In 2000, there were 81 workers who commuted into the village and 102 workers who commuted away. The village is a net exporter of workers, with about 1.3 workers leaving the village for every one entering. Of the working population, 4.3% used public transportation to get to work, and 72.1% used a private car.

==Religion==
From the 2000 census, 79 or 28.6% were Roman Catholic, while 155 or 56.2% belonged to the Swiss Reformed Church. Of the rest of the population, there was 1 member of an Orthodox church, and there were 14 individuals (or about 5.07% of the population) who belonged to another Christian church. There was 1 person who was Buddhist. 23 (or about 8.33% of the population) belonged to no church, are agnostic or atheist, and 10 individuals (or about 3.62% of the population) did not answer the question.

==Education==

In Seigneux about 105 or (38.0%) of the population have completed non-mandatory upper secondary education, and 27 or (9.8%) have completed additional higher education (either University or a Fachhochschule). Of the 27 who completed tertiary schooling, 55.6% were Swiss men, 25.9% were Swiss women.

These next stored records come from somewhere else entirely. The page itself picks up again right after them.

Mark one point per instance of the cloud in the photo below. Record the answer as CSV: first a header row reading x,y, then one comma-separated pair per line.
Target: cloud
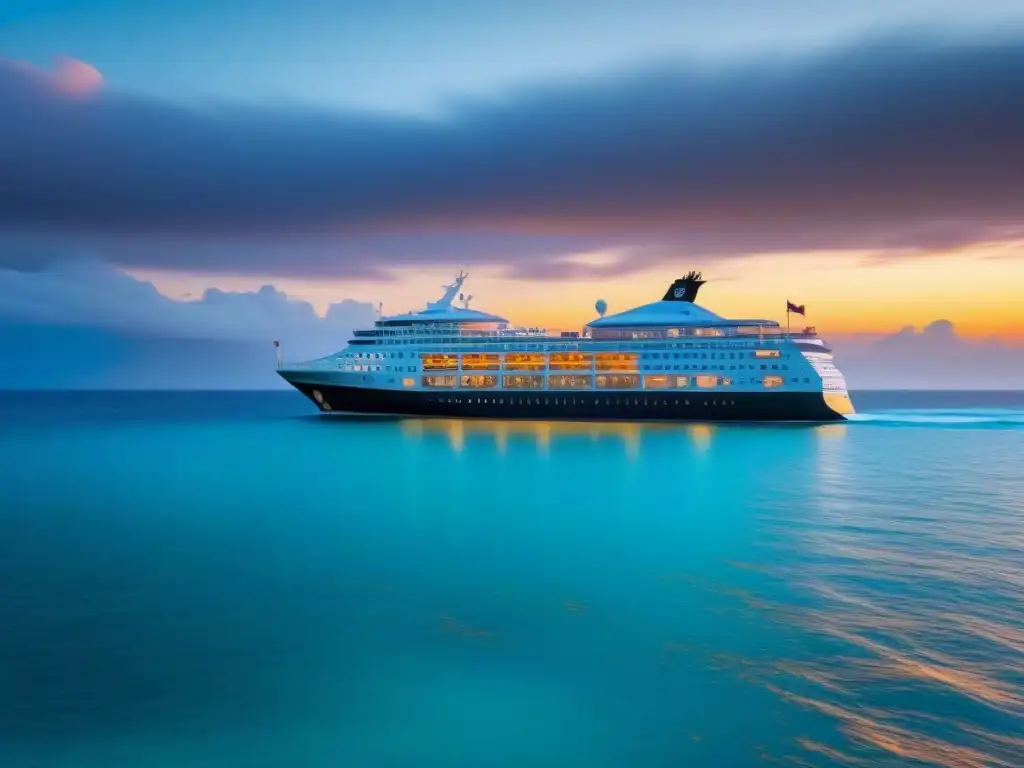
x,y
893,143
82,293
84,324
932,357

In the 2009/2010 school year there were a total of 46 students in the Seigneux school district. In the Vaud cantonal school system, two years of non-obligatory pre-school are provided by the political districts. During the school year, the political district provided pre-school care for a total of 155 children of which 83 children (53.5%) received subsidized pre-school care. The canton's primary school program requires students to attend for four years. There were 20 students in the municipal primary school program. The obligatory lower secondary school program lasts for six years and there were 26 students in those schools.

As of 2000, there were 9 students in Seigneux who came from another village, while 36 residents attended schools outside the village.